- Coat of arms
- Location of Rüdenau within Miltenberg district
- Location of Rüdenau
- Rüdenau Rüdenau
- Coordinates: 49°43′N 9°11′E﻿ / ﻿49.717°N 9.183°E
- Country: Germany
- State: Bavaria
- Admin. region: Unterfranken
- District: Miltenberg
- Municipal assoc.: Kleinheubach

Government
- • Mayor (2020–26): Monika Wolf-Pleßmann (FW)

Area
- • Total: 4 km^{2} (1.5 sq mi)
- Elevation: 193 m (633 ft)

Population (2023-12-31)
- • Total: 730
- • Density: 180/km^{2} (470/sq mi)
- Time zone: UTC+01:00 (CET)
- • Summer (DST): UTC+02:00 (CEST)
- Postal codes: 63924
- Dialling codes: 09371
- Vehicle registration: MIL
- Website: www.ruedenau.de

= Rüdenau =

Rüdenau (/de/) is a municipality in the Miltenberg district in the Regierungsbezirk of Lower Franconia (Unterfranken) in Bavaria, Germany and a member of the Verwaltungsgemeinschaft (Administrative Community) of Kleinheubach.

== Geography ==

=== Location ===
Rüdenau lies in the Bavarian Lower Main (Bayerischer Untermain) Region.

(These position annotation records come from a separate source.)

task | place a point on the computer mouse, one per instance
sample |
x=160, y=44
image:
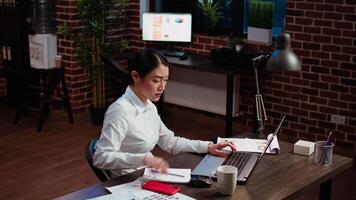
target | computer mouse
x=199, y=182
x=185, y=57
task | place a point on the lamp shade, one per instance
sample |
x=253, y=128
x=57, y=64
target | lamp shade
x=283, y=58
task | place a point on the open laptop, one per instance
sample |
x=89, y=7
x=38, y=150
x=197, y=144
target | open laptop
x=245, y=162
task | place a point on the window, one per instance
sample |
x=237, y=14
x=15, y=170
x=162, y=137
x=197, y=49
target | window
x=234, y=13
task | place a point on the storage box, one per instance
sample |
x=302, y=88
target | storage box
x=304, y=147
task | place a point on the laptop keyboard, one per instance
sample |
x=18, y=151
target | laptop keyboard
x=237, y=159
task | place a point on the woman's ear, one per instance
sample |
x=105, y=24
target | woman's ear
x=135, y=76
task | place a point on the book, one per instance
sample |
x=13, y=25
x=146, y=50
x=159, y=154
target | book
x=173, y=175
x=253, y=145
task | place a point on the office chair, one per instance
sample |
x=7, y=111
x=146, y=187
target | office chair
x=103, y=175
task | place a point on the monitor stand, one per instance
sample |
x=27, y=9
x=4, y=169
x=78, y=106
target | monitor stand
x=168, y=50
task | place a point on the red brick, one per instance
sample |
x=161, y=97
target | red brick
x=348, y=97
x=327, y=23
x=315, y=115
x=294, y=28
x=302, y=36
x=333, y=16
x=338, y=104
x=296, y=13
x=298, y=96
x=345, y=143
x=330, y=63
x=316, y=130
x=342, y=41
x=344, y=128
x=333, y=32
x=349, y=50
x=343, y=25
x=311, y=46
x=309, y=107
x=317, y=100
x=299, y=112
x=205, y=40
x=339, y=88
x=330, y=48
x=319, y=85
x=349, y=82
x=321, y=39
x=326, y=125
x=290, y=132
x=338, y=72
x=308, y=121
x=324, y=7
x=350, y=17
x=304, y=21
x=351, y=136
x=348, y=33
x=340, y=57
x=305, y=6
x=314, y=14
x=345, y=9
x=300, y=52
x=318, y=54
x=291, y=88
x=315, y=30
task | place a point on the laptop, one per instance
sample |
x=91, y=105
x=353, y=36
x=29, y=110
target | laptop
x=245, y=162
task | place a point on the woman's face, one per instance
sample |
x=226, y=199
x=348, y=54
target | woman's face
x=152, y=85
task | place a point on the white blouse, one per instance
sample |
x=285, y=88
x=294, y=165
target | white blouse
x=131, y=130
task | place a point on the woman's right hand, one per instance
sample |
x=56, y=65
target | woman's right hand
x=156, y=163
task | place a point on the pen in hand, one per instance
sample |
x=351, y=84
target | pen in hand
x=173, y=174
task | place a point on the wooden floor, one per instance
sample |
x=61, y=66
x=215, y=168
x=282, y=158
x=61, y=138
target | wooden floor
x=51, y=163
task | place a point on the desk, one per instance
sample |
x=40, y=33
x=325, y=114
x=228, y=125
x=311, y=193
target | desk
x=285, y=176
x=201, y=63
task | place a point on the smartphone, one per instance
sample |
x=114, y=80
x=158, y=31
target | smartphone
x=159, y=187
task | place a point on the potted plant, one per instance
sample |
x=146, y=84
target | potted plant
x=238, y=43
x=97, y=18
x=260, y=21
x=210, y=15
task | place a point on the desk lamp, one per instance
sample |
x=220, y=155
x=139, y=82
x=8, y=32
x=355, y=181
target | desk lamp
x=282, y=58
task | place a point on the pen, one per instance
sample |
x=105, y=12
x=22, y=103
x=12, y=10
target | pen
x=173, y=174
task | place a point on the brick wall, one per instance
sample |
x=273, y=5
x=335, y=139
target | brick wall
x=324, y=37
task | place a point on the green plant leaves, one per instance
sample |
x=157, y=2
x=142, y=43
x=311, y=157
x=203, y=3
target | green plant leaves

The municipality has only the Gemarkung (traditional rural cadastral area) of Rüdenau.

== History ==
On 3 May 1285, the knight Wipert Rüd von Rüdenau donated tithe income in Gönz and Weckbach to the Amorbach Monastery. At this time, then, the village was already in being, and it stayed in the Rüd family's hands until 1635; during this time, they had the valley cleared and vineyards planted.

The Electoral Mainz Amt was assigned in the 1803 Reichsdeputationshauptschluss to the Princes of Leiningen, was mediatized in 1806 by Baden, and in 1810 was ceded to the Grand Duchy of Hesse-Darmstadt. In the Hesse-Bavaria Rezeß (Frankfurt 1816), it finally passed to Bavaria.

=== Population development ===
The figures up to 1950 are drawn from the local chronicle. The 1900 figure is estimated.

| Year | Inhabitants |
|---|---|
| 1792 | 328 |
| 1832 | 432 |
| 1900 | 500 |
| 1939 | 555 |
| 1950 | 646 |
| 1970 | 745 |
| 1987 | 793 |
| 2000 | 868 |

== Politics ==
The mayor is Monika Wolf-Pleßmann, elected in March 2020.

Municipal taxes in 1999 amounted to €333,000 (converted), of which net business taxes amounted to €27,000.

=== Coat of arms ===
The municipality's arms might be described thus: Gules three bars wavy argent, in chief a dog's head of the second erased gorged sable, in base a sword of the second hilted and pommelled Or per bend sinister.

The dog's head is a canting charge. Although the usual word for “dog” in German is Hund, there is also the word Rüde, and thus this dog's head refers to the noble family of Rüdt who once held sway here, and also for Rüdenau itself. The sword is a reference to the Rüdt family's jurisdiction with regards to the court over which they presided, and also to the place where the Thing was held. The wavy bars are a water symbol. The tinctures argent and gules (silver and red) refer to Electoral Mainz's former hegemony over the area, which ended with the Old Empire's downfall in 1803.

The arms have been borne since 1957.

== Sightseeing ==
- St. Ottilien
- Ottilien-Brunnen (fountain)

== Economy and infrastructure ==
According to official statistics, there were no workers on the social welfare contribution rolls in 1998 working in either producing businesses or trade and transport, but 320 such workers worked from home. There were 2 processing businesses. One business was in construction, and furthermore, in 1999, there were 7 agricultural operations with a working area of 49 ha, of which 38 ha was meadowland.

The distillery of St Kilian has been established in Rüdenau, distilling whisky in the style of Scotch.

=== Education ===
- Kindergarten: The local kindergarten with 47 places is sponsored by Caritas. Classes are in the morning.
- Schools: Primary school and Hauptschule services for Rüdenau are supplied by the Kleinheubach collective school (Verbandsschule) with its branches in Rüdenau and Laudenbach. For further schooling, students mostly go to the Realschule in Miltenberg or the Gymnasien in Miltenberg or Amorbach.
- Higher learning: Tertiary education is to be had nearby at the Fachhochschulen in Aschaffenburg or Darmstadt and the universities in Würzburg or Heidelberg.